Amazon Reviews: Vine Voice and Unusual Reviewing Activity

Amazon Reviews: Vine Voice and Unusual Reviewing Activity
Amazon Ranking: #12,153

I purchased a beard-care gift-set for my bearded male associate, and after two weeks (and several tests of the product) wrote an extensive amazon review detailing the loves and eh’s of the product. I went to press “submit” and an Amazon error message popped up

This seemed odd, as I’ve had reviews that were flagged before (for language the algorithm didn’t like) but I’ve never had a review stopped dead in its tracks.

So, why wasn’t this review accepted?

After a little research and poking around, I discovered that this product had been reviewed by a significant number of people tagged as “Vine Voice Reviewers”. This is something that I had heard of when I first started researching Amazon reviews but hadn’t until this past week when a commenter on this blog asked about them.

BBC wrote an article back in 2016 about Amazon’s end to incentivized reviews (aka the Vine program) but it looks like they’re starting to bring it back full-force. A Vine Voice is someone in Amazon’s reviewing program that receives the product for free. This program has been established since 2007 but honestly I thought it was dead until now. Maybe the products I usually buy don’t participate in the program, but this one certainly did.

The product had 23 reviews written in the past month, with 22 of them being the “Vine Voice” reviews.
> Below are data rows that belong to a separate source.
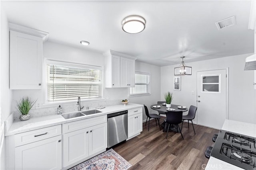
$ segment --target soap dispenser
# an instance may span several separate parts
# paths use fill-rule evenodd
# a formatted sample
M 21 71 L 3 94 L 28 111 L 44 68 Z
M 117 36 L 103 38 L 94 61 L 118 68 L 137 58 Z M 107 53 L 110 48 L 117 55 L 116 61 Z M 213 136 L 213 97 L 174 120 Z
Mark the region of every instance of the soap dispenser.
M 60 115 L 62 113 L 62 108 L 60 107 L 60 105 L 59 105 L 59 107 L 57 107 L 57 114 Z

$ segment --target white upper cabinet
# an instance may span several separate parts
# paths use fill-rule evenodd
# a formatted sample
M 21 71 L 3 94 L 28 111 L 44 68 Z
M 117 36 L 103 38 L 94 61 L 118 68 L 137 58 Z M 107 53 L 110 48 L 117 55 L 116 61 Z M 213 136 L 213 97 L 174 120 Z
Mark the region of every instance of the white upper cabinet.
M 47 33 L 9 23 L 10 88 L 42 88 L 43 41 Z
M 135 85 L 135 61 L 120 57 L 120 81 L 122 87 L 134 87 Z
M 112 50 L 104 56 L 105 87 L 134 87 L 137 58 Z

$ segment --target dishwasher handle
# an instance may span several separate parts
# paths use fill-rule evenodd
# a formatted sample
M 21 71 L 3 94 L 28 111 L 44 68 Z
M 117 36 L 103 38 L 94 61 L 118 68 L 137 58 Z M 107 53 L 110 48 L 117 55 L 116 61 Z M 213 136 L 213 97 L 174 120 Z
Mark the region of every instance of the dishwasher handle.
M 118 112 L 108 114 L 108 119 L 111 117 L 115 117 L 116 116 L 118 116 L 120 115 L 124 115 L 125 114 L 127 114 L 128 113 L 128 111 L 127 110 L 121 111 Z

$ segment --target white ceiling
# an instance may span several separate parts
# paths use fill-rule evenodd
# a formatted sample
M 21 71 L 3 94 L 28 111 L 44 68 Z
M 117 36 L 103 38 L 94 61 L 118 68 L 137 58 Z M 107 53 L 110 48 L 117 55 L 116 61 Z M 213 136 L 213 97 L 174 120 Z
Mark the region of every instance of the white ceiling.
M 160 66 L 180 63 L 182 56 L 186 63 L 253 53 L 250 6 L 246 0 L 1 1 L 10 22 L 48 32 L 48 41 L 112 49 Z M 146 20 L 144 31 L 122 30 L 122 19 L 131 15 Z M 217 29 L 216 22 L 233 16 L 236 25 Z

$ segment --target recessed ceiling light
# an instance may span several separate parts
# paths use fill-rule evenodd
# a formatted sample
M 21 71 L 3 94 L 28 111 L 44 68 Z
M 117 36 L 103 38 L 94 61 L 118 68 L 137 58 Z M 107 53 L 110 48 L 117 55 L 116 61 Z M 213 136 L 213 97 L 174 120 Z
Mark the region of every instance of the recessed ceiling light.
M 90 43 L 89 42 L 86 41 L 80 41 L 80 43 L 81 43 L 81 44 L 84 45 L 88 45 L 90 44 Z
M 128 16 L 122 22 L 123 30 L 131 34 L 140 33 L 143 31 L 145 27 L 146 20 L 140 16 Z

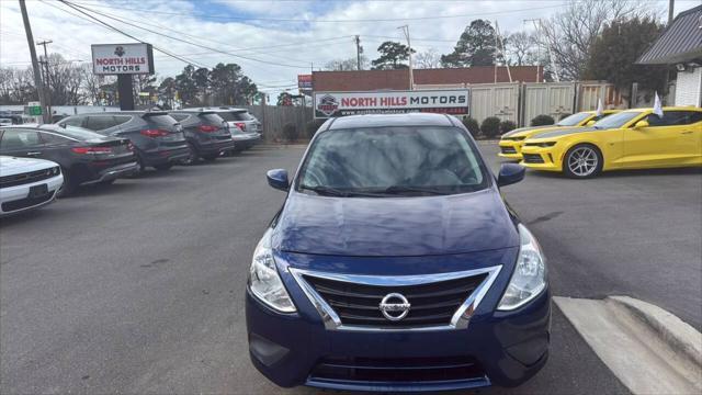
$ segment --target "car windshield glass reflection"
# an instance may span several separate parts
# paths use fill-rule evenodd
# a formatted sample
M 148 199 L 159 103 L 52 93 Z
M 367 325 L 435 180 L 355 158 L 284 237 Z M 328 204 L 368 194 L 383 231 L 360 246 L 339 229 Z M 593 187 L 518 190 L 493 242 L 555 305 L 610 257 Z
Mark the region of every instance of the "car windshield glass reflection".
M 563 120 L 558 121 L 556 125 L 558 126 L 577 126 L 580 122 L 587 120 L 591 114 L 588 113 L 577 113 L 570 116 L 566 116 Z
M 325 132 L 298 180 L 298 191 L 343 198 L 454 194 L 488 184 L 464 132 L 435 126 Z
M 592 125 L 596 128 L 616 128 L 624 126 L 629 121 L 641 115 L 638 111 L 625 111 L 619 114 L 612 114 L 603 120 L 600 120 Z

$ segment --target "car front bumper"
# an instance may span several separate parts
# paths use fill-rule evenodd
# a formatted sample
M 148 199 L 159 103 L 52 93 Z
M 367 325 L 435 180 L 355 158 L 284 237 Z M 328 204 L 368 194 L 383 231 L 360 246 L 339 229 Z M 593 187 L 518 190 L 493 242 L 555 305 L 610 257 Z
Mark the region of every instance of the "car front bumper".
M 30 198 L 30 188 L 41 184 L 46 184 L 48 194 L 41 199 Z M 0 189 L 0 216 L 19 214 L 54 202 L 56 192 L 63 184 L 64 174 L 58 174 L 46 180 Z
M 519 385 L 547 360 L 551 295 L 546 289 L 516 311 L 496 311 L 501 291 L 511 276 L 510 270 L 505 269 L 475 309 L 467 328 L 394 331 L 327 329 L 309 298 L 290 280 L 291 274 L 283 272 L 283 281 L 297 306 L 294 314 L 272 311 L 247 290 L 251 361 L 264 376 L 283 387 L 423 392 Z M 386 377 L 339 380 L 319 373 L 330 363 L 341 363 L 342 369 L 360 366 L 359 371 L 381 369 L 378 366 L 386 371 L 387 363 L 397 363 L 403 364 L 398 370 L 406 373 L 405 363 L 411 363 L 419 375 L 431 369 L 440 372 L 442 366 L 453 369 L 452 361 L 472 361 L 471 372 L 466 371 L 460 379 L 395 381 Z

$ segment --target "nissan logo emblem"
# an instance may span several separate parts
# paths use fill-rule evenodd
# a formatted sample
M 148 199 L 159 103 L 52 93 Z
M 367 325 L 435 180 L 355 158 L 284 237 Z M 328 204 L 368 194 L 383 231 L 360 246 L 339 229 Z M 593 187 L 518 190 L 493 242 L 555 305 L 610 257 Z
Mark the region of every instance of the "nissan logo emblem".
M 392 321 L 398 321 L 407 316 L 410 306 L 411 305 L 405 295 L 399 293 L 389 293 L 383 297 L 378 308 L 385 318 Z

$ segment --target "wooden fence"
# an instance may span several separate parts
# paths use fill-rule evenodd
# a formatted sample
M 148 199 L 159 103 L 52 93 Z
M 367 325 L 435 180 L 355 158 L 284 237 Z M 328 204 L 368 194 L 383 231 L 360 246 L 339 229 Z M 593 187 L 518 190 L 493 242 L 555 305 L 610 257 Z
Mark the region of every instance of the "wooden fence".
M 285 140 L 283 127 L 292 123 L 297 131 L 298 139 L 306 139 L 307 122 L 312 121 L 312 108 L 305 106 L 278 106 L 278 105 L 244 105 L 263 124 L 263 138 L 274 143 Z

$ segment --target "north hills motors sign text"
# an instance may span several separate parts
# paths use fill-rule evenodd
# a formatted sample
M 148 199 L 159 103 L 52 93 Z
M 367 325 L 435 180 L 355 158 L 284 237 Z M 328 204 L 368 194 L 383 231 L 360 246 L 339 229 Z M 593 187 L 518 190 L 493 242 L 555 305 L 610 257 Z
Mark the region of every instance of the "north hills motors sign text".
M 468 114 L 468 90 L 315 92 L 315 117 L 431 112 Z
M 154 74 L 151 44 L 93 44 L 95 75 Z

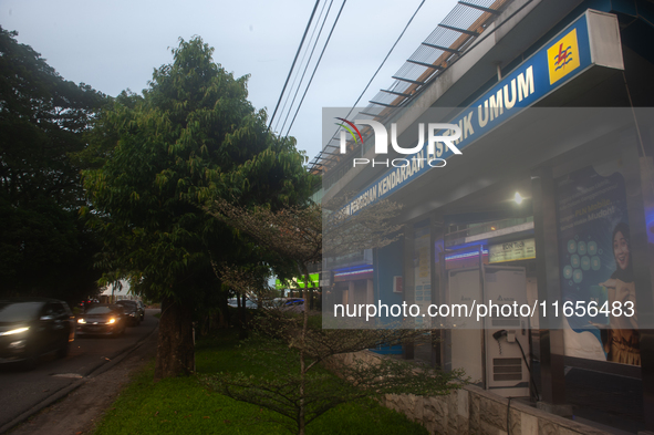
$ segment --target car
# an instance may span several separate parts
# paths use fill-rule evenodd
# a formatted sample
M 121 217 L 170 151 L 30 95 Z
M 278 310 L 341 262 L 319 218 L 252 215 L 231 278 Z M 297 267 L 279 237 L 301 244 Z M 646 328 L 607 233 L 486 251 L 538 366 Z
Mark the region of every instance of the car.
M 229 307 L 233 307 L 233 308 L 237 308 L 237 307 L 239 305 L 239 303 L 238 303 L 238 301 L 237 301 L 237 298 L 230 298 L 230 299 L 228 299 L 228 300 L 227 300 L 227 304 L 228 304 Z M 257 302 L 253 302 L 253 301 L 251 301 L 251 300 L 249 300 L 249 299 L 246 299 L 246 308 L 249 308 L 249 309 L 256 310 L 258 307 L 259 307 L 259 305 L 257 304 Z
M 23 362 L 33 369 L 41 355 L 65 358 L 75 339 L 74 317 L 56 299 L 0 300 L 0 363 Z
M 304 311 L 304 299 L 289 298 L 281 304 L 282 311 L 302 312 Z
M 77 317 L 77 335 L 118 336 L 125 332 L 125 309 L 113 303 L 96 303 Z
M 138 303 L 131 300 L 121 300 L 116 304 L 125 309 L 125 315 L 127 317 L 127 323 L 132 327 L 137 327 L 141 323 L 141 311 L 138 310 Z

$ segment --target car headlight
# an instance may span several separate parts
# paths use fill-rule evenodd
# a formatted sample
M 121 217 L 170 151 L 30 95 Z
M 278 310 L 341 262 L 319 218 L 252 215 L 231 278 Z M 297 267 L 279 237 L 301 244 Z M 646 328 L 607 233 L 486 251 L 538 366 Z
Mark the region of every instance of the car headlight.
M 28 331 L 29 329 L 30 329 L 30 327 L 12 329 L 12 330 L 10 330 L 10 331 L 0 332 L 0 336 L 1 336 L 1 335 L 12 335 L 12 334 L 20 334 L 21 332 L 25 332 L 25 331 Z
M 12 351 L 20 351 L 20 350 L 24 349 L 27 344 L 28 344 L 27 340 L 18 340 L 18 341 L 12 341 L 11 343 L 9 343 L 8 348 Z

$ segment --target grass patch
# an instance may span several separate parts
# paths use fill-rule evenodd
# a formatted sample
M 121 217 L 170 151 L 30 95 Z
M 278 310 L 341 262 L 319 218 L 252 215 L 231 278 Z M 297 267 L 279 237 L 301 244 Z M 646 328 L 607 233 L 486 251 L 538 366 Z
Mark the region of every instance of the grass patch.
M 205 338 L 196 348 L 198 374 L 220 371 L 274 376 L 267 371 L 268 358 L 260 361 L 242 356 L 243 344 L 227 331 Z M 276 356 L 278 355 L 278 356 Z M 289 370 L 295 363 L 288 354 Z M 209 391 L 198 377 L 168 379 L 154 383 L 154 363 L 137 373 L 100 423 L 96 435 L 115 434 L 288 434 L 271 420 L 277 414 L 256 405 L 237 402 Z M 309 435 L 334 434 L 427 434 L 403 414 L 365 401 L 340 405 L 307 427 Z

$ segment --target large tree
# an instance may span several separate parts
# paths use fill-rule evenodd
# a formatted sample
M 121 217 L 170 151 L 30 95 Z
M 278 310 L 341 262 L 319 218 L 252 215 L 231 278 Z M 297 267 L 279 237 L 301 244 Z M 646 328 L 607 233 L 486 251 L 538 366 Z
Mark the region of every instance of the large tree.
M 97 290 L 98 245 L 75 157 L 105 95 L 66 81 L 0 28 L 0 294 L 73 300 Z
M 102 115 L 94 137 L 117 143 L 85 173 L 106 265 L 162 300 L 156 377 L 194 370 L 193 311 L 221 288 L 211 262 L 251 259 L 238 231 L 201 207 L 230 198 L 274 209 L 304 201 L 312 183 L 294 139 L 271 134 L 247 100 L 247 76 L 214 63 L 200 38 L 172 53 L 143 97 Z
As I was allowed to review a different product I’d ordered, my guess is that Amazon prevents people from reviewing products that have a suspicious amounts of reviews on them – even if the reviews are from people who are in Amazon’s own reviewing program.

Since Amazon reviewers have long been limited to 5 unverified reviews per week, I’m wondering if those reviews left by the “Vine Voice” customers don’t count as verified purchases since they were incentivized, and if a certain number of unverified purchases on a product’s reviews could potentially prevent genuine reviewers from leaving their comments on the product because it looks suspicious.

All speculation, but anything’s possible.

TL;DR

Tried to review a product and couldn’t. My current running theory is that Amazon flags products with a certain number of unverified (or incentivized) reviews over a certain time period, preventing anyone else from submitting a review.



2 thoughts on “Amazon Reviews: Vine Voice and Unusual Reviewing Activity”

  • Happen to have any fancy tools developed that can give insight to those who are part of the vine community? When was the most recent addition to the vine group? How many reviews did they write? What is the word count? What categories do they have top contribute status in?

    Any insight at all would help those trying to achieve this!